2013 was an odd year. It flew by. I was extremely busy, but in some ways I feel as if I spent a lot of time procrastinating rather than doing. Here are some highlights and thoughts:

- I returned to full time work outside the home in February. I was definitely ready for this to happen and love my job, but full time work plus parenting means I don't have as much time for a lot of other things - blogging for one, hence the tumbleweeds on here (although I did write some posts that I was really happy with). Sebastian spends his days with a great childminder and is getting on brilliantly. He's well and truly into the toddler stage (which is infinitely more fun and rewarding than the baby stage, even taking tantrums into consideration) and keeps us constantly busy. It took him 16 months, but he's also now sleeping through the night, which is amazing.

- I achieved my breastfeeding goal (and then some). Go boobs! I was thankful to be able to continue feeding after my return to work and am thankful to have had such a positive experience.

- I survived my first family holiday (in France; we drove to the south-west coast with a 13-month-old Sebastian) and had a wonderful couple of weeks there.

- I had a great time speaking at Greenbelt and attending the festival for the very first time - you can now watch the video. Tasked to speak on the topic 'When I'm 40...', I realised that 40 is not as far away as I think.

- I took part in a panel discussion on blogging at the Christian New Media Conference.

- I did a lot of thinking about the Christian feminist world, and worried that all too often it ends up shutting itself off from the wider movement. This works both ways - there will always be a need to advocate for greater inclusion of women of faith in feminism - but I think we need to be careful that we don't end up going round in circles repeatedly justifying why we believe in gender equality, or why we believe other people should do the same. I've done that many a time and I fully agree with the woman I heard speak at Greenbelt that I no longer "feel the need to prove I have a right to an opinion and a voice", which includes making anything I have to say 'palatable' to appear more appealing to those who don't believe in equality.

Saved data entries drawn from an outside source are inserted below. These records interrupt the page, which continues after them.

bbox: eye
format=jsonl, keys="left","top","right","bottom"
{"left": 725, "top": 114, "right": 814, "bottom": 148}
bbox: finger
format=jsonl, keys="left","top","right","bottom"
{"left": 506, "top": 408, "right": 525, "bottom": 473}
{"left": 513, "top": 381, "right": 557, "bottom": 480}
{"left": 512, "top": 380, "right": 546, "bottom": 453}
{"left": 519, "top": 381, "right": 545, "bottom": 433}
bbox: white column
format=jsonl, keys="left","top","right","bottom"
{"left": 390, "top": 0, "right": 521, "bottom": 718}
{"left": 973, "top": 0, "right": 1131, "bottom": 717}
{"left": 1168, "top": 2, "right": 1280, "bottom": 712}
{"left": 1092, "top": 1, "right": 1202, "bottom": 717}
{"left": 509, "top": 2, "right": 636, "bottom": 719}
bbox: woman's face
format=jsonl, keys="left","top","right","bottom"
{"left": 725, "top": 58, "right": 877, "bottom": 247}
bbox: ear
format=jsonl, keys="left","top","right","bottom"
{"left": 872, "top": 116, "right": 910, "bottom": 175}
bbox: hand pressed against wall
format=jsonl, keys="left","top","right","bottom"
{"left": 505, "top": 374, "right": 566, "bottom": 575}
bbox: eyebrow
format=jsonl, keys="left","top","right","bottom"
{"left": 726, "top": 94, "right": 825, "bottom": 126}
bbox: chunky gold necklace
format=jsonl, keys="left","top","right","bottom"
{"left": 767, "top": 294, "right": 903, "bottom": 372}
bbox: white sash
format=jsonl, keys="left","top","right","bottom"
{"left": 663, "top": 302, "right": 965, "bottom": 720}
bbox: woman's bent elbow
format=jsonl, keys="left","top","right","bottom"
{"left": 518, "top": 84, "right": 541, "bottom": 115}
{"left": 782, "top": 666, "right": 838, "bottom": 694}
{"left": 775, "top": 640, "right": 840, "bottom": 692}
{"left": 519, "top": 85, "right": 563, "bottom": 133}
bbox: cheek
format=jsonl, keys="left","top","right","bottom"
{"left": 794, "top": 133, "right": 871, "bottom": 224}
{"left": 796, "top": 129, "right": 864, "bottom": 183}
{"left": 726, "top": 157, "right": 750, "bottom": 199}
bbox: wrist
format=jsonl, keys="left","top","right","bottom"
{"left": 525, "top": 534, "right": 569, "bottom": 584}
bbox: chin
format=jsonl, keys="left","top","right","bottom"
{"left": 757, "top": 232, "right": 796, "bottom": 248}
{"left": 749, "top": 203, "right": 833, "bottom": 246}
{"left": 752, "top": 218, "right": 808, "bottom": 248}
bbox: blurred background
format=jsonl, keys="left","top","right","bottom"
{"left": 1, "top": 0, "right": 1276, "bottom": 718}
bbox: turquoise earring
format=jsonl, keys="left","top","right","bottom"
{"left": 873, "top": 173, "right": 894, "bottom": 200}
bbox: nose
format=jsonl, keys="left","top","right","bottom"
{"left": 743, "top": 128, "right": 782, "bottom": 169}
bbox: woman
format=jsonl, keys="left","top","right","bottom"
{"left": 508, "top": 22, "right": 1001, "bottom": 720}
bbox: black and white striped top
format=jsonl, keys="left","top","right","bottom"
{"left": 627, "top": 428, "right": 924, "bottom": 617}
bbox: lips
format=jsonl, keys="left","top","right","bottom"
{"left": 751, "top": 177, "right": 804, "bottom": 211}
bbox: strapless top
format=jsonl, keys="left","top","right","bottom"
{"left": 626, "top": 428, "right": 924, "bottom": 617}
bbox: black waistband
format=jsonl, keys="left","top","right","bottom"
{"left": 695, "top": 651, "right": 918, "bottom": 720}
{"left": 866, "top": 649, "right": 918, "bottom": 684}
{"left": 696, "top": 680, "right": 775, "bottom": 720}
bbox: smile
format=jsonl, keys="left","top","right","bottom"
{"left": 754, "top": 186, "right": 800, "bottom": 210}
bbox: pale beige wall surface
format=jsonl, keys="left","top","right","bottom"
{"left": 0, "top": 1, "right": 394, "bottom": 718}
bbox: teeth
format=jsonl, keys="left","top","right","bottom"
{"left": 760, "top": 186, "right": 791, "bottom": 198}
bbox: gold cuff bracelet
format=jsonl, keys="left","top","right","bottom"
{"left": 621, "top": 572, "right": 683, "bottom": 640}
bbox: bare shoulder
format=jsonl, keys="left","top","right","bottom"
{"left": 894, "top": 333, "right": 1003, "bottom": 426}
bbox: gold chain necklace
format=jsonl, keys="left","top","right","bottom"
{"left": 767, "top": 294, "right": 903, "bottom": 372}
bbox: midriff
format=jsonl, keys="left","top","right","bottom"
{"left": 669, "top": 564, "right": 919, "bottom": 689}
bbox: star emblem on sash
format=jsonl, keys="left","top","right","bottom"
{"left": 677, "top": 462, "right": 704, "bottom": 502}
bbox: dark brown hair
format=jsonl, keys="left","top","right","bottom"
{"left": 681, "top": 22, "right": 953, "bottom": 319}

We need to move the conversation on - that's why I'm so grateful for the Gathering of Women Leaders, which does just that.

- I continued to find church, and building community within the church, an enormous struggle, although we did make some great new friends this year. There isn't really much else I want to say about this, to be honest. I did, however, read this post yesterday, and was able to relate to it in some ways. And time and again, I return to this post on '(not so) happy clappies'.

- I started the year off by writing about Evil Twitter Feminists, and continued the conversation in the summer with Evil Twitter Feminism 2.0. For the past month or so, I have barely even engaged with any discussion about feminism on Twitter. What was, at the beginning of the year, somewhat mythical, has become very real and very unpleasant, a situation where many people no longer feel able to speak about a whole variety of topics publicly. My feminist 2014 is going to be about building up, celebrating positives and victories, sitting back and listening and learning, building bridges and demonstrating a better way. If you can't get on board with these things, then I worry what you actually do stand for.

- A combination of being busy with work and parenting plus the above point on Twitter has meant I've really shut off from keeping up with blogs and even news over the past few months. This has made writing difficult and it's something I've really struggled with. I miss blogging, but I've felt completely stymied by some things that have happened in recent months. Blogging has changed. In 2014, I'm hoping things will change and that I'll be writing more again. One thing I wanted to do in 2013 but never achieved was revamping how this blog looks - so I finally got that done this past week. I'm now slowly working on getting every post formatted correctly.

- I bought these shoes and this was a really good idea. They're getting me through the winter and haven't made my feet sore once.